If “Ache” was Jurnee Smollett-Bell’s Kill Bill episode, she and co-star Aldis Hodge get their Django Unchained moment in “Auld Acquaintance.” After Noah kneecaps nightmarish T.R. with his pistol, and T.R.’s rifle slug in turn ricochets into Miss Suzanna’s shoulder, Rosalee sets the whole damn Macon house ablaze, and a redeemed Corra rides them and James the hell out of there on horseback. Their uprising recalls season one’s daring escape — just as Noah sizing up Josiah, July, and other potential accomplices mirrored the original Macon 7’s formulation — and serves due notice to Suzanna and the South that slavery will not stand.
Over in Kentucky, Daniel is dealt a devastating blow to his own hopes for survival. After being caught teaching cohorts how to read, overseers brutally blind him. In a cruel irony, he’s remanded to finish carving and polishing a monument inscribed with the Latin “Insipia Ipsa Libertas,” or “Wisdom Itself Is Liberty,” a phrase that was officially recognized as the College of Charleston’s motto in 1843.
The perverseness of that proclamation would not be lost on Ernestine, who finally fled South Carolina’s Roe plantation only to be caught within moments by August and Smoke. But she is no less resourceful than her daughter, who in “Ache” leaned on acquired medical skill, gritted through the added stress of a pregnant belly, and both outlasted and outsmarted Patty and her hunters. Now, we see her mother flex wiles as she withstands opiate cravings and compels August — who drunkenly confesses to exasperation with slave-catching — to murder his partner and steer them further south, far from Patty’s camp.
Although Patty will no doubt be pissed at August’s defiance and furious that her favorite lay is dead, Cato has turned her gaze away from Rosalee and squarely upon Harriet Tubman, whom Donahue deems Patty’s most elusive obstacle.
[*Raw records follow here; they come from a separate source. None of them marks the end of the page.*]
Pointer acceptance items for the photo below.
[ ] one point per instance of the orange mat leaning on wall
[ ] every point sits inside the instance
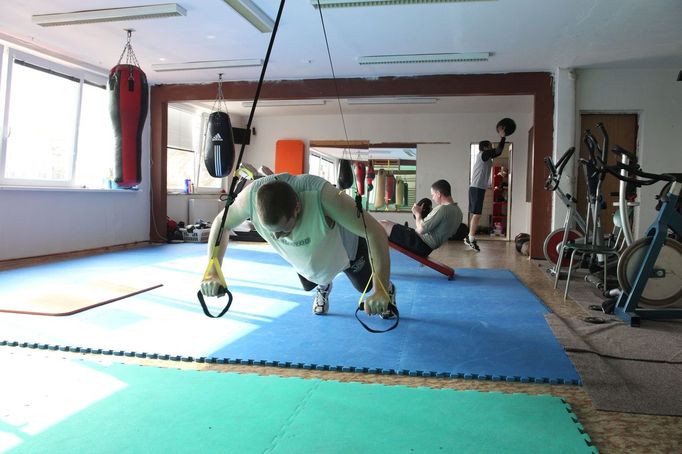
(289, 156)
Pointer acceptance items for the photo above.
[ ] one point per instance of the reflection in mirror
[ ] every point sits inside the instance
(386, 178)
(186, 171)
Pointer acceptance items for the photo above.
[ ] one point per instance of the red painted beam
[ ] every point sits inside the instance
(441, 268)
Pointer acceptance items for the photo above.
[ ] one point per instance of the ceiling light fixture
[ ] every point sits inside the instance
(361, 101)
(423, 58)
(286, 102)
(356, 3)
(215, 64)
(252, 13)
(92, 16)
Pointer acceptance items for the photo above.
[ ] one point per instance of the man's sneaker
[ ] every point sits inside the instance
(472, 244)
(321, 302)
(387, 313)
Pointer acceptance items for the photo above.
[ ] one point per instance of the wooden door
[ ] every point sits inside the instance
(622, 131)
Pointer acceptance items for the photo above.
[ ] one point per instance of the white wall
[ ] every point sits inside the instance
(448, 159)
(37, 222)
(564, 137)
(657, 97)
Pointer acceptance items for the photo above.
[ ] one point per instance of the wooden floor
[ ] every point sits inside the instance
(611, 432)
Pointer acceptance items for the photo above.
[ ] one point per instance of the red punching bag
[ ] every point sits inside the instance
(390, 189)
(128, 105)
(360, 177)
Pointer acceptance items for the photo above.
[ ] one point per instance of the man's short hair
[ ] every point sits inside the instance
(484, 145)
(275, 200)
(442, 186)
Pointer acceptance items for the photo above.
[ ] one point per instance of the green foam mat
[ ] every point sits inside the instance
(95, 407)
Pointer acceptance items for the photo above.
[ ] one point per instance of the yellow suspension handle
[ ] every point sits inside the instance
(213, 263)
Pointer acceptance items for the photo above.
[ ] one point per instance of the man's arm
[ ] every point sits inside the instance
(237, 213)
(419, 225)
(488, 154)
(341, 208)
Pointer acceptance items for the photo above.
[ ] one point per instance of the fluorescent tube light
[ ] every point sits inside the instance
(356, 3)
(252, 13)
(361, 101)
(92, 16)
(286, 102)
(423, 58)
(215, 64)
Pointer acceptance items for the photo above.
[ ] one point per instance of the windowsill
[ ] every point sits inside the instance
(64, 189)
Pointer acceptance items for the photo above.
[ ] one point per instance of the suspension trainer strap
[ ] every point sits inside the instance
(213, 262)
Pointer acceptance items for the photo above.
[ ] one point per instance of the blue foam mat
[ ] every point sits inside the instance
(485, 324)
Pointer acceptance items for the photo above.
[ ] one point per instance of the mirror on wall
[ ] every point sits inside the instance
(386, 178)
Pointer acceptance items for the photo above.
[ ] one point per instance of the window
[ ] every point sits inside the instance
(57, 127)
(185, 159)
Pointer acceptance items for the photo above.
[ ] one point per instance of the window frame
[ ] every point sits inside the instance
(57, 69)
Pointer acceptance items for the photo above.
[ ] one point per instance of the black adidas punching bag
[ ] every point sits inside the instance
(128, 104)
(219, 148)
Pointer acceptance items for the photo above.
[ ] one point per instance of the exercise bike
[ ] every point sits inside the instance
(553, 247)
(650, 269)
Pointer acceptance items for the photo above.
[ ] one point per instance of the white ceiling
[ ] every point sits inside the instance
(521, 35)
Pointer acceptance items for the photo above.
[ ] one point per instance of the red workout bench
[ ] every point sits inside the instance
(443, 269)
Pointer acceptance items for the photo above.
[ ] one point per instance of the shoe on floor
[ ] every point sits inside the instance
(472, 244)
(387, 314)
(321, 301)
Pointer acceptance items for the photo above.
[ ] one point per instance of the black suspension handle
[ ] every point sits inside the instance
(391, 307)
(204, 307)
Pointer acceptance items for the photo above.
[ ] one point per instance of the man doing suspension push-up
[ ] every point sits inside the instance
(318, 230)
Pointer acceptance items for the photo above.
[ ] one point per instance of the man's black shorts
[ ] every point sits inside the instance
(409, 239)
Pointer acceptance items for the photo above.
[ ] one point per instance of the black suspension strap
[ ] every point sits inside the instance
(358, 200)
(229, 200)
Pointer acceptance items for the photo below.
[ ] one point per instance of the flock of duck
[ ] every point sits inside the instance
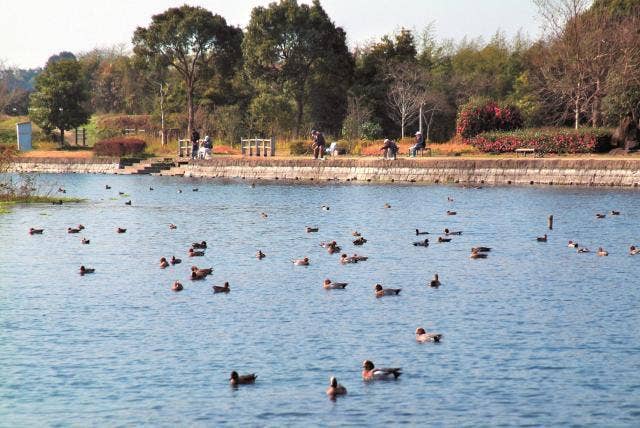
(369, 371)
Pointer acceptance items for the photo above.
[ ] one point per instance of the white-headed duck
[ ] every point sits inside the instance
(369, 372)
(360, 241)
(85, 270)
(301, 262)
(329, 285)
(194, 253)
(221, 288)
(381, 292)
(335, 388)
(435, 282)
(422, 336)
(237, 379)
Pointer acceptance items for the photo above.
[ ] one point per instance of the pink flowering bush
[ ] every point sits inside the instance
(546, 140)
(481, 115)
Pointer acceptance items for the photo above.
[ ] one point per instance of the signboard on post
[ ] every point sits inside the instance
(23, 130)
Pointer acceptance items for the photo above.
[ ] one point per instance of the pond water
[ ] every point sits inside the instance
(536, 334)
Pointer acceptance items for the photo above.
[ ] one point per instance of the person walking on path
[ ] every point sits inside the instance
(318, 144)
(195, 136)
(420, 144)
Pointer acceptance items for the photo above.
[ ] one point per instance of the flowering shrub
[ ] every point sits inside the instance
(479, 116)
(119, 147)
(546, 140)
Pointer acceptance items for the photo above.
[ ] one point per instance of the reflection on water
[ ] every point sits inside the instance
(536, 334)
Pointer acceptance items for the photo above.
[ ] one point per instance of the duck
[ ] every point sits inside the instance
(422, 336)
(475, 254)
(335, 388)
(237, 379)
(435, 282)
(360, 241)
(194, 253)
(221, 288)
(329, 285)
(85, 270)
(369, 372)
(381, 292)
(448, 232)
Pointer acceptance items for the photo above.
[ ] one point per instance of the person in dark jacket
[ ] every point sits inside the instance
(420, 144)
(195, 137)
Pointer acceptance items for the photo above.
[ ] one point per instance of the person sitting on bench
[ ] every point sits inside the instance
(419, 145)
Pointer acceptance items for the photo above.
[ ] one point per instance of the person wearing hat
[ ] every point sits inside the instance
(420, 144)
(389, 149)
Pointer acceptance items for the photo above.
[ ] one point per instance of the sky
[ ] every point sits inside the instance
(33, 30)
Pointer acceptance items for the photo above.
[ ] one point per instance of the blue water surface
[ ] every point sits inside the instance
(534, 335)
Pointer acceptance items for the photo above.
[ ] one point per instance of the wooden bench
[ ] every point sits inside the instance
(525, 152)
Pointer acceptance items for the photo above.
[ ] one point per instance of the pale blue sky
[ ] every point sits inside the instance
(32, 30)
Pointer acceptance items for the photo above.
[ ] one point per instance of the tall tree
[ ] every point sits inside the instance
(60, 96)
(189, 39)
(298, 49)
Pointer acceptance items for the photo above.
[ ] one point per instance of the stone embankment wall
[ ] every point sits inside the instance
(65, 165)
(523, 171)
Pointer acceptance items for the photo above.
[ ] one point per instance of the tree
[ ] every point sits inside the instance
(60, 97)
(188, 39)
(296, 48)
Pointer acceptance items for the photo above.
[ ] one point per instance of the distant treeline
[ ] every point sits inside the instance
(290, 71)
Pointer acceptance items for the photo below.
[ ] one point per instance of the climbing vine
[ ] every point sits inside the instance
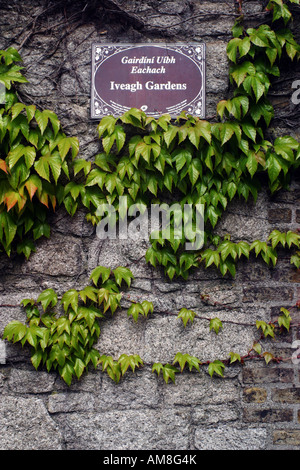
(35, 155)
(190, 161)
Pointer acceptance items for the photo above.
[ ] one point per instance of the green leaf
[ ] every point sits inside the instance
(70, 298)
(98, 272)
(46, 298)
(135, 310)
(14, 331)
(121, 274)
(268, 357)
(215, 324)
(68, 143)
(79, 367)
(234, 357)
(186, 315)
(66, 372)
(132, 361)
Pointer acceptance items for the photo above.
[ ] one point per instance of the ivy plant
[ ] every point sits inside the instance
(35, 158)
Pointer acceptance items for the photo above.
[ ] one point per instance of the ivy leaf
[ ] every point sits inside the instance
(132, 361)
(215, 324)
(70, 298)
(135, 310)
(234, 357)
(46, 298)
(14, 331)
(100, 271)
(257, 348)
(186, 315)
(268, 357)
(121, 274)
(66, 372)
(292, 238)
(79, 367)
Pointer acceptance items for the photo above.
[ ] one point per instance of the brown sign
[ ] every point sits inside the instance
(156, 78)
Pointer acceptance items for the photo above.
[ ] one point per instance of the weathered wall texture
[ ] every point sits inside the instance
(254, 406)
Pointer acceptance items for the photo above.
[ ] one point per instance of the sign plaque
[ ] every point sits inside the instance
(156, 78)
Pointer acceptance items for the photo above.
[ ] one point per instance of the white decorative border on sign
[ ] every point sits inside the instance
(101, 52)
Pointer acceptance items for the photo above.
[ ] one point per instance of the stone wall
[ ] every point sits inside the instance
(256, 406)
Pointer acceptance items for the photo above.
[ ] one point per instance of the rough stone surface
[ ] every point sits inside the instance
(26, 425)
(255, 406)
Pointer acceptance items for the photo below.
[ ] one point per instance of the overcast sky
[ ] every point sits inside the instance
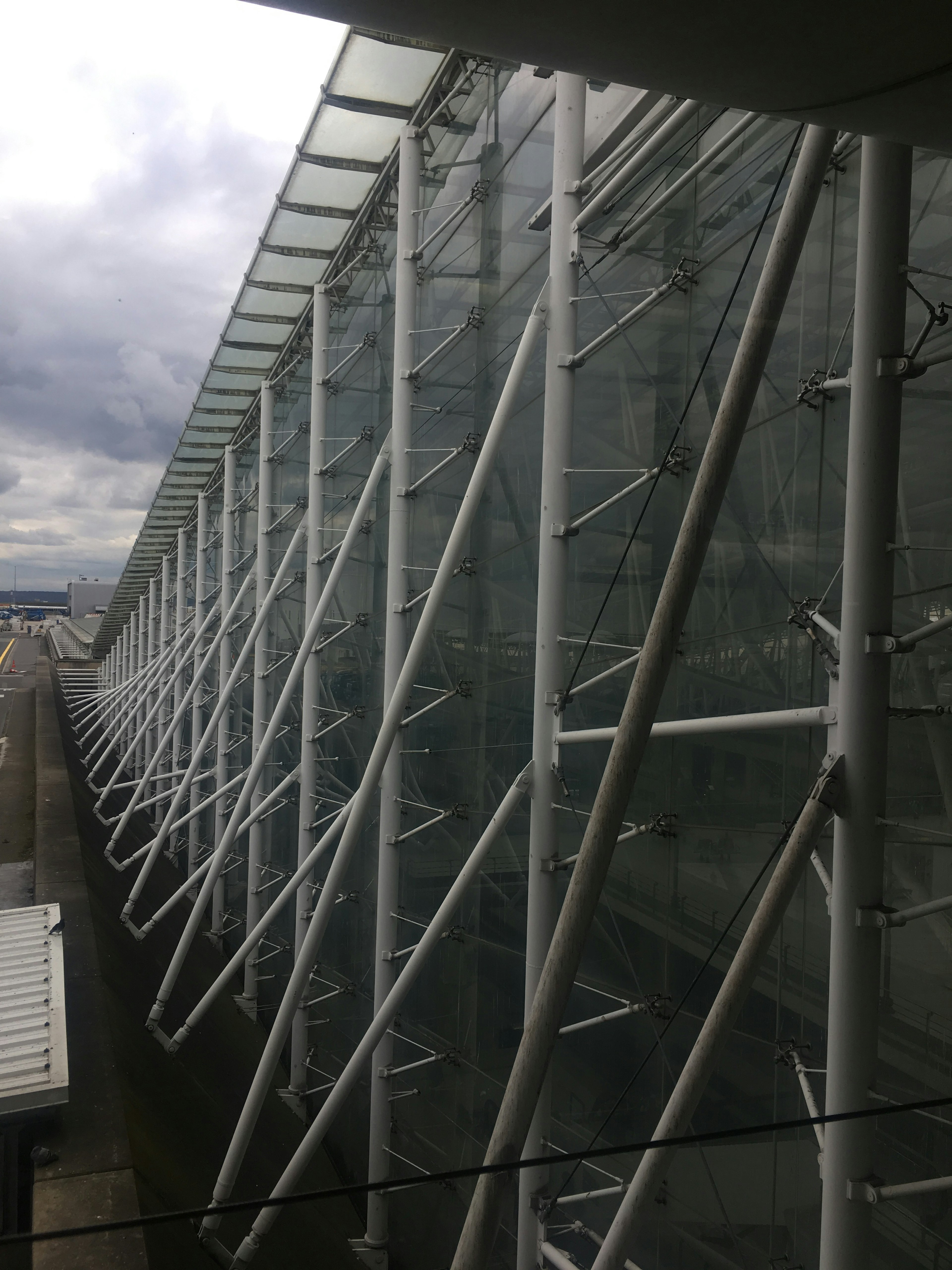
(141, 147)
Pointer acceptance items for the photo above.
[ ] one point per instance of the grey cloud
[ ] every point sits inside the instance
(35, 538)
(112, 309)
(9, 476)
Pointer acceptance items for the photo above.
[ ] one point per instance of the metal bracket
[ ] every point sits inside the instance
(865, 1189)
(878, 916)
(899, 369)
(883, 644)
(374, 1258)
(829, 785)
Things come full circle when Cato readies to recite the lyrics scrawled inside that Macon detainment shack, words that encoded the Underground Railroad’s very route. As he arrives at Georgia’s safe house, greeted sympathetically by Elizabeth and her, his intentions — as ever — are open to interpretation. One would hope that his ultimately loyalty to the cause suggests he’s putting Patty on by getting her off Rosalee, Ernestine, and Noah’s trail, or that at minimum he intends to plead with Harriet and her followers to help find and free Devi. But there’s every chance he’s intent on bringing Harriet to Patty on the condition that she re-emancipate Devi herself. Cato, we know, is always either in control or pursuing it.
Conversely, James is young and impressionable, and has been carefully seduced by Miss Suzanna’s comforts and the narrative that Rosalee abandoned him, making the lives of everyone left at Macon that much worse. Underground is most indispensable when it’s unsentimental, even if stretches can be difficult to watch, as last week’s episode was from wire to wire. It certainly wasn’t easy witnessing Rosalee knock her own brother unconscious as they made haste from Miss Suzanna’s, but desperation was truer to the situation than young James seeing through his owner’s ruse in some miraculous Christmas-dinner revelation.
Georgia, however, finally comes around to the reality that justice (or, as it happens, train tickets for Noah and kin) won’t be won through farmers-market fundraisers and pamphleteering. Thoroughly ostracized by her community, which discovers she’s been passing as white and likely harboring runaways beneath her home, Georgia’s aim is now true. In the case of robbing a pro-slavery church’s tithe box, it’s specifically pointed at an enraged Rob Reiner look-alike pastor, whom she warns to “be quiet, turn around, or I will show you a real sinner.” Take that, Rob. (And kudos to Jasika Nicole for giving Georgia some cool verve.) Elizabeth, for her part, is nearly as stealthy sneaking away from those slithering snakes among the pews as she is dressing down prissy Laney Briss for donations to the cause, lest everyone hear about her various states of undress with men other than her sugar-daddy husband.
If we’re continuing the thread of honesty that’s woven through these recaps (and been complemented in weekly comments), Underground could occasionally slow down to remind us explicitly where we are and when, especially with characters scattered in so many directions. But the clarity of everyone’s motives remains this show’s greatest strength, making it easier to bear the wait of finding out how and at what point everyone’s fates will find a common core. At least we can all breathe easy now that miserable Bill is finally dead.
Apart From All That
• Watching Suzanna and T.R. get theirs almost merited an extra star.
• Can we assume Frederick Douglass and William Still will reemerge before season’s end?
• It’s also not the last we’ve seen of Matthew and Clara, for better or worse.
• Cannot wait to see who calls literal shotgun when it’s time to peace out Patty.
• Alano Miller’s phone oughta be ringing off the hook after this season.
• Noah’s really more of an ensemble player this year, huh?
• Has it ever been confirmed that August’s kid is dead?
• Look at Chris Meloni, directing his own monologue!